On the vacation’s lone rainy day, we went to the aquarium near Quebec City and saw some cool walruses and a whole mess of really ugly fish, then headed in the direction of this insane indoor amusement park at a shopping mall called MegaParc. Only problem was, the directions we’d received from our hotel's concierge didn’t happen to mention that there was a detour along the route. Said detour – the detour signs led us nowhere -- had us lost for quite some time as we kept circling around and around. The directions and crude map drawn by a French-only speaking clerk at a random store we'd passed were moderately helpful, while the offspring kept reminding us that they were hungry (I plied them with Jolly Rancher candies), that they needed to use the toilet and were sick of being in the car. I was with ‘em. On all three counts. Eventually, we found the place and man, was it loud in there what with an indoor Ferris wheel, roller coaster, bumper cars (which I feared would put my back out as the impact of hitting another object was so intense), spinning rides, rock climbing, a carousel, etc.

Amusing moments:

-- The kids telling us after our first historic tour that they were all done with this tour business. When The Spouse told ‘em they might very well learn something from the tours, he was informed that it was summer and summer was no time for learnin’ stuff.

-- Everyone was greatly amused that when you muted the TV in our Quebec it said, “Silence” on the TV screen.

-- When we arrived at one particular hotel we decided to be cheapskates and parked our own vehicle in the parking garage, lugging our stuff from the garage to the front desk. The route took us up and down seven flights of stairs -- the kids' luggage loudly slamming against the stairs -- and to an ancient, potentially killer elevator that nearly closed on The Youngest Boy, clipped his shirt sleeve a bit.

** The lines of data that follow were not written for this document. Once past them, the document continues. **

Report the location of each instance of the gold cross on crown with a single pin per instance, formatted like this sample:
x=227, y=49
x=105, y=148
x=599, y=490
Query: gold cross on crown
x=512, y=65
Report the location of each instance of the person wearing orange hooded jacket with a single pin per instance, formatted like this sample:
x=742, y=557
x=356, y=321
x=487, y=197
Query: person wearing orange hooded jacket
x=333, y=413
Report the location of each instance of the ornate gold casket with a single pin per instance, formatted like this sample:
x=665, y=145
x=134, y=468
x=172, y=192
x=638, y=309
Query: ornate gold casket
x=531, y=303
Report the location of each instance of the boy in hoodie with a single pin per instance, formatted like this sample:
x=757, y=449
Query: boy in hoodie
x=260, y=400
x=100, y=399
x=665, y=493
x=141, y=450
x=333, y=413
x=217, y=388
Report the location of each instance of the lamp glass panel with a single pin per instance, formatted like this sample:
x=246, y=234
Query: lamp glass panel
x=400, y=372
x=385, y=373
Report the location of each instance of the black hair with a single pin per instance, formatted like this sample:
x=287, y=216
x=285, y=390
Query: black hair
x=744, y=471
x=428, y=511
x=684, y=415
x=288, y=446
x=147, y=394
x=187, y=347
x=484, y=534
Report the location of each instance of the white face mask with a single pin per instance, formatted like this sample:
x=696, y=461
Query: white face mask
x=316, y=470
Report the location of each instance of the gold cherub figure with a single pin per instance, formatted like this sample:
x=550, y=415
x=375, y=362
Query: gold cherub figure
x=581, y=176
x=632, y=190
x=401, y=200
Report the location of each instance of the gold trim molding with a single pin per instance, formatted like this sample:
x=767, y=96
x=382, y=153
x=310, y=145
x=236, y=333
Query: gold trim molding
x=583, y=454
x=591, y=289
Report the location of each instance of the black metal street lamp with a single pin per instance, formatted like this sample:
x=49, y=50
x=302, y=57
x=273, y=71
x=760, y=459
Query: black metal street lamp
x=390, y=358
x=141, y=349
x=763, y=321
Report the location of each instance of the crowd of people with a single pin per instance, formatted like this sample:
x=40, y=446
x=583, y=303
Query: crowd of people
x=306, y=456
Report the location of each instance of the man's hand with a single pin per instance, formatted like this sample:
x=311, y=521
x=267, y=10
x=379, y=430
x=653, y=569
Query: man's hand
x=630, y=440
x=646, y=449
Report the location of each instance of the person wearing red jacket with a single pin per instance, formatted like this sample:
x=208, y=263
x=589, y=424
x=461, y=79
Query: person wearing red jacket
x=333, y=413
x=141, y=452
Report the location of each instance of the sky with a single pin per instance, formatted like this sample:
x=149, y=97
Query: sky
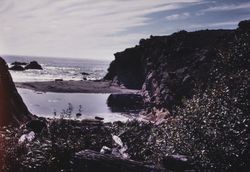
x=96, y=29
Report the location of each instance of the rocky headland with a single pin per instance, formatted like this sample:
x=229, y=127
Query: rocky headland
x=197, y=85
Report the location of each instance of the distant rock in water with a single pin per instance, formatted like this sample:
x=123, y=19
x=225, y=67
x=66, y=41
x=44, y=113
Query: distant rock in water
x=85, y=73
x=33, y=65
x=12, y=108
x=19, y=63
x=17, y=68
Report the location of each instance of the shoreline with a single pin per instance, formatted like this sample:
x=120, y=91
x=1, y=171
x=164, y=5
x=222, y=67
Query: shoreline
x=74, y=87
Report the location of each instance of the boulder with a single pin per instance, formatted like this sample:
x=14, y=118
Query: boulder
x=17, y=68
x=244, y=25
x=177, y=163
x=85, y=73
x=12, y=108
x=33, y=65
x=19, y=63
x=125, y=100
x=36, y=125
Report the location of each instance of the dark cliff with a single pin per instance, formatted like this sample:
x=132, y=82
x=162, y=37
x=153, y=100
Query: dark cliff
x=199, y=82
x=169, y=69
x=12, y=108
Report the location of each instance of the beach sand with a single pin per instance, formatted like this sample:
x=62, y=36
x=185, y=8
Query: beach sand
x=74, y=87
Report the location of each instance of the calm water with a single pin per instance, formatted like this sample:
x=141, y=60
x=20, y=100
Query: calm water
x=58, y=104
x=89, y=104
x=58, y=68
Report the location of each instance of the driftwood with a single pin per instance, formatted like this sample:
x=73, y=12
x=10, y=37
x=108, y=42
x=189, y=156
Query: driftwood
x=89, y=160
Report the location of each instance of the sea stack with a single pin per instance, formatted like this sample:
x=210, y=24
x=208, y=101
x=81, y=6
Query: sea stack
x=12, y=108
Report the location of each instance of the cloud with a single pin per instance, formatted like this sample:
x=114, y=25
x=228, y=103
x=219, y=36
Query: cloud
x=214, y=25
x=178, y=16
x=78, y=28
x=228, y=7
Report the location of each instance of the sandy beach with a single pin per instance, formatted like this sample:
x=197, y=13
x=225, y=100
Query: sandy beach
x=74, y=87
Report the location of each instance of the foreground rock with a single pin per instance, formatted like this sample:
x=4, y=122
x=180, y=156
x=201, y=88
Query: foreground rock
x=125, y=100
x=95, y=161
x=12, y=108
x=33, y=65
x=17, y=68
x=198, y=84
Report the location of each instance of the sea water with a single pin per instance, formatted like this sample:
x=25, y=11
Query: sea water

Okay, so that’s not funny, exactly, but we joked about it during our hours on the road, that and getting shot in the knee for being ill-prepared the changing of the guard ceremony.

Now we're back and on the precipice of a new school year. Hockey practice starts for The Youngest Boy this week -- all of our first forays into playing on a hockey team (pray for me to locate my patience) -- and we still have to go back-to-school shopping and tackle that supply list. Our Canadian odyssey already seems like it was a long time ago.